Industry News, Mobile Content - Written by Zach on Tuesday, May 30, 2006 14:42 - 0 Comments

New York Times looks at mobile television

The article is a whopping seven pages long, and looks at MTV’s mobile content division.

Interesting bits:

  • Consumers in one test said that any show longer than three minutes was simply too long.
  • “one model projects that the worldwide market for mobile television will be $27 billion by 2010.”

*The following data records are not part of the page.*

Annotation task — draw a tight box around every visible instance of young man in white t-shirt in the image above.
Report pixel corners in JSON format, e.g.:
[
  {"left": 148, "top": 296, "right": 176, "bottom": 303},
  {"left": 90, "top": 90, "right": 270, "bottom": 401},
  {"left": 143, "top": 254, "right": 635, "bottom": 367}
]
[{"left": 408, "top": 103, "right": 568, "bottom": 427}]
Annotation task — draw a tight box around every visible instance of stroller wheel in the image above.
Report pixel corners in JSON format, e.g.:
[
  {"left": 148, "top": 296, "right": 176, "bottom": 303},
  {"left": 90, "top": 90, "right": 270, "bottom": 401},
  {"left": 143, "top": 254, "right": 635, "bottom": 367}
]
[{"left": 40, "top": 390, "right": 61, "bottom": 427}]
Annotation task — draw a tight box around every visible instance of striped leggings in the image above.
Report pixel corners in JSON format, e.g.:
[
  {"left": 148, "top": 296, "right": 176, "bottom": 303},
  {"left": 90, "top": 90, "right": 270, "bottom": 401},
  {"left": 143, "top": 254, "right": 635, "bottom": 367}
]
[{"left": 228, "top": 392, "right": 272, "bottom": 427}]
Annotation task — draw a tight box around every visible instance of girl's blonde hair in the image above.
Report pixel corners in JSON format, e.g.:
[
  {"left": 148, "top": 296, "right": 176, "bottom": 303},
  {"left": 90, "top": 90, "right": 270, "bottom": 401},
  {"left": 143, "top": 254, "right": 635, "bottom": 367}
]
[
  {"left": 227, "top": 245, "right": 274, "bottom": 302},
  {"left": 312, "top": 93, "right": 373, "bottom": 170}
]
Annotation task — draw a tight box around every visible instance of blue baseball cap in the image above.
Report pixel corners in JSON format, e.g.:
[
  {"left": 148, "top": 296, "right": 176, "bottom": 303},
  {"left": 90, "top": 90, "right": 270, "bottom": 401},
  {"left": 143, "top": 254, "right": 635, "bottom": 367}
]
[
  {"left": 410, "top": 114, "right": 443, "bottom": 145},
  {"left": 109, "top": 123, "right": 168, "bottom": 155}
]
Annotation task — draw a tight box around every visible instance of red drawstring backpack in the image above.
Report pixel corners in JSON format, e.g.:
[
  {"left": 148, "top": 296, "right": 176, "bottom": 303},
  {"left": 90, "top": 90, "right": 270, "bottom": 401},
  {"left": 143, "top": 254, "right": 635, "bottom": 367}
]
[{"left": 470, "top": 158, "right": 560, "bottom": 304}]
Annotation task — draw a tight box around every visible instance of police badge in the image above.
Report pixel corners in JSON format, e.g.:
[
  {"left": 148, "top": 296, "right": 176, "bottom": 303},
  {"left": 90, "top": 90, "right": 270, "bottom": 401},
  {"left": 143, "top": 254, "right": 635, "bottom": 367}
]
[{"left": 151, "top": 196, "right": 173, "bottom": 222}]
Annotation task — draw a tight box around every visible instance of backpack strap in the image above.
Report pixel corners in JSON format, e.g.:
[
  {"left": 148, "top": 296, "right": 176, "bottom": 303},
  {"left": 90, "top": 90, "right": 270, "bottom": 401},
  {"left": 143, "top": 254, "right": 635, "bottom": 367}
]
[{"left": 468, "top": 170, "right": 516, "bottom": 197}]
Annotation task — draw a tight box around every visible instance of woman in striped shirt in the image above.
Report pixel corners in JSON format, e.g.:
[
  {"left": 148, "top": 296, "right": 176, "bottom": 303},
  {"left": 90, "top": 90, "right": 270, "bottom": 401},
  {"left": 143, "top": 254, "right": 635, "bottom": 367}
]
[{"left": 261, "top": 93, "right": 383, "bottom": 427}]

  • In some ways, the show followed a traditional television blueprint, but it tweaked the almost unnoticed vernacular with its revved-up speed and with the way Calloway worked so close to the camera, seeming to pop out of the cellphone screen. […] Sean Lee, one of the show’s producers in the room with Sirulnick, said that on a flip-up screen in your hand, as you wait for a bus or wander through the cacophony of the mall, it becomes personal in a way that television never quite does. “He’s saying: ‘Hey, it’s me, on your phone. I’m talking to you.’ “
  • Sirulnick and some other MTV executives decided to focus on hip-hop for their first foray into wireless, an idea that Calloway encouraged. “Kids are on their cellphones all the time now,” he told me, “in the club, at the bar, in the cab, in the bathroom — I mean everywhere.”

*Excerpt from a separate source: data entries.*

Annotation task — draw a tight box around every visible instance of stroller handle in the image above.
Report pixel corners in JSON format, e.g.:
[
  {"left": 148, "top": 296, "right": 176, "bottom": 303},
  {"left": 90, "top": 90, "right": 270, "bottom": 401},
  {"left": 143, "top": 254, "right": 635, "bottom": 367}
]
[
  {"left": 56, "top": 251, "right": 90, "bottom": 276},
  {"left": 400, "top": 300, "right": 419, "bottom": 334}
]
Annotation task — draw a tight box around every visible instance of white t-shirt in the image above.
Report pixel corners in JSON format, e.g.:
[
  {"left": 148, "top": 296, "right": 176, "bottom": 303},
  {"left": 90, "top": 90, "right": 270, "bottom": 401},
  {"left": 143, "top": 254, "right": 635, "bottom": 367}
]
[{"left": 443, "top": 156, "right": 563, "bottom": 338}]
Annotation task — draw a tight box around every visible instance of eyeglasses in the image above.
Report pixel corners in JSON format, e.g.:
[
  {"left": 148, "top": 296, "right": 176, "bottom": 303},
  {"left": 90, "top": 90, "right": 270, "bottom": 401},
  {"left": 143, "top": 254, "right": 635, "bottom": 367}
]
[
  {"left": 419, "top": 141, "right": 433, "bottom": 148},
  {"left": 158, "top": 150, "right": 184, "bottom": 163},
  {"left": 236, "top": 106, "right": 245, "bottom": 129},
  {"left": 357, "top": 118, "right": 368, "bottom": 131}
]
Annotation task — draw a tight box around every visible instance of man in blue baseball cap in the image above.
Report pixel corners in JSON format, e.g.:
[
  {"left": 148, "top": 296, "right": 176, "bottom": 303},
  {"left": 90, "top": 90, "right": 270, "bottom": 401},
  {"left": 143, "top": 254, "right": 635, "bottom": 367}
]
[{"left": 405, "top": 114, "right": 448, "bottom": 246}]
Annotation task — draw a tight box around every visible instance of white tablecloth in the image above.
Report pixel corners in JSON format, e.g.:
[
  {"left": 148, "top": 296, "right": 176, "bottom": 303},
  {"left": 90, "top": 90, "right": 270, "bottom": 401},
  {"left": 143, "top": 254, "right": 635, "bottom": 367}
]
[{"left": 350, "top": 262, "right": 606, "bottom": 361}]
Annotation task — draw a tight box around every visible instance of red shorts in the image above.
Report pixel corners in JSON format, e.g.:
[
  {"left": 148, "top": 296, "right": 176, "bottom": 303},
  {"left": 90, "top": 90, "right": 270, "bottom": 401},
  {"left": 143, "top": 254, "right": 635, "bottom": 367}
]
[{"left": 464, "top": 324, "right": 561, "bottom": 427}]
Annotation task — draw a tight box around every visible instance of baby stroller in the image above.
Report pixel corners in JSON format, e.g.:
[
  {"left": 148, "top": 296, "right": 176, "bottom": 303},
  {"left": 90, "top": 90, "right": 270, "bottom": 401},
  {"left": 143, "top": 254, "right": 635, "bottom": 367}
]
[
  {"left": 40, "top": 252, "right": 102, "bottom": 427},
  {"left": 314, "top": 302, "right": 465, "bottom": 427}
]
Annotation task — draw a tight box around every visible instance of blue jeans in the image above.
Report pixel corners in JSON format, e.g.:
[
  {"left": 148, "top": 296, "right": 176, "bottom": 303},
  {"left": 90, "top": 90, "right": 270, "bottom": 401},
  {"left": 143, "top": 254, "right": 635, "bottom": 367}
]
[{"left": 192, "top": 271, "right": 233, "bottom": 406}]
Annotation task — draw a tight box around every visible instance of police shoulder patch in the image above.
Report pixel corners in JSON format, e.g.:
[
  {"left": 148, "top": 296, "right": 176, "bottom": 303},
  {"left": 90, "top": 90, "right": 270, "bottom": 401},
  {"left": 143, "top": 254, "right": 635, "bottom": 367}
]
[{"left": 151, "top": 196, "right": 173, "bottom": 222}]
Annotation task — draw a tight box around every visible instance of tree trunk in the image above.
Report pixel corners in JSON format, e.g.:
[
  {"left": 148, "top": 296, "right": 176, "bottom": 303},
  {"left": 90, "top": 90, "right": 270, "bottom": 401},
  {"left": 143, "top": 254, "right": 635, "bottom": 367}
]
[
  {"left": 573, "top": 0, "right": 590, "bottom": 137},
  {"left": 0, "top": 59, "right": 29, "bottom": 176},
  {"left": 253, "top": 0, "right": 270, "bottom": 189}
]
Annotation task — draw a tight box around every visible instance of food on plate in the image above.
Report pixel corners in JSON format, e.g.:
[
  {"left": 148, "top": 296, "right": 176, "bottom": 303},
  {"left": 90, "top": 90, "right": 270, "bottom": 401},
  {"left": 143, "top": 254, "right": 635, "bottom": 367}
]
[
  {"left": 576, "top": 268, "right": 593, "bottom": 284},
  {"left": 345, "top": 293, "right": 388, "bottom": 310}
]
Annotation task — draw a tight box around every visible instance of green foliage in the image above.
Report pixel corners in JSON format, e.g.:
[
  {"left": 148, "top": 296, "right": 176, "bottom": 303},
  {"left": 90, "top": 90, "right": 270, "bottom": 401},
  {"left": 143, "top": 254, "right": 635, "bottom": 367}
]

  • “You aim for the cred kids, and everyone else follows,” says Ocean MacAdams, the vice president of MTV’s news division, which is overseeing the hip-hop show.

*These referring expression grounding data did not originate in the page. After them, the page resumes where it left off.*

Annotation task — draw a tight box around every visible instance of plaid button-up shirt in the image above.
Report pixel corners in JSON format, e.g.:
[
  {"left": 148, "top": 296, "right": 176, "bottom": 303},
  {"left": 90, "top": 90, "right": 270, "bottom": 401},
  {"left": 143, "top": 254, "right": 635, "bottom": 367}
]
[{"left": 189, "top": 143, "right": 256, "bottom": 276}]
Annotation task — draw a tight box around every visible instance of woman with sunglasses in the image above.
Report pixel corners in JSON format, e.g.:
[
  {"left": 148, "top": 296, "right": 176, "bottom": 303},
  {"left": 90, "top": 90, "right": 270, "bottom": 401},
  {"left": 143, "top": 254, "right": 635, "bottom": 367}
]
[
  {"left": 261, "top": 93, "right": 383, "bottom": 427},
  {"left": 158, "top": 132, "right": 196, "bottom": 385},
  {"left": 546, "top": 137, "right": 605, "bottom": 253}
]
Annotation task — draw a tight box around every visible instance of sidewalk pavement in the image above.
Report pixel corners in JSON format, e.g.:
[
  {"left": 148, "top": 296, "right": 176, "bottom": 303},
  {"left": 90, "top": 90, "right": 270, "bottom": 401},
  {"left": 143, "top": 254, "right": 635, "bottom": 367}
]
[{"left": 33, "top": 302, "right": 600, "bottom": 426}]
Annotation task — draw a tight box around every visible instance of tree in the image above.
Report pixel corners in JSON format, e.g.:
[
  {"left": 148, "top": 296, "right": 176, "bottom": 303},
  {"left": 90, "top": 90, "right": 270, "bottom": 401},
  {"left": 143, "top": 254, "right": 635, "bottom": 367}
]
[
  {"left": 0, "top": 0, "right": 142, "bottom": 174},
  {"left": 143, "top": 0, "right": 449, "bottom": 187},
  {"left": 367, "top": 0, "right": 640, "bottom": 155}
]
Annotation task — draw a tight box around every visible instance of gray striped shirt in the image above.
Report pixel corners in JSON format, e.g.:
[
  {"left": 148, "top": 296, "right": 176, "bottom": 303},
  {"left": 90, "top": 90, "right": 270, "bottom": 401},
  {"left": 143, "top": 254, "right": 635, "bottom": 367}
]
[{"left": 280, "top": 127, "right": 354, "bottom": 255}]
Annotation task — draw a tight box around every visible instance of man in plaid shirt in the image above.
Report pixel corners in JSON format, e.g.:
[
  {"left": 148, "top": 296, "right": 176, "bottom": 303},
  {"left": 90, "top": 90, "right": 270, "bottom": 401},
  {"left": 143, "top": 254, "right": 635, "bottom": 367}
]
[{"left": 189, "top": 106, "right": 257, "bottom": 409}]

  • In the spring of 2005, Sirulnick visited Japan, the first country to introduce third-generation video cellphones, in 2001, and then took a side trip to South Korea, where the government’s power to shape the wireless infrastructure has propelled cell-TV technology even faster. “It wasn’t like stepping in the future,” Sirulnick says. “It was stepping into the future.”
  • Clayman says that he has begun talking to advertisers, but nobody knows yet what a cellphone commercial will look like. Is anyone, for example, going to watch a 30-second ad in the middle of three-minute show?
  • MTV Networks’ president, Van Toffler, calls mobile handsets “the new holy grail of electronic devices” and likes to say that the next Steven Spielberg is going to develop for them. Festivals devoted to mobile films are starting to spring up around the world, so he might be right.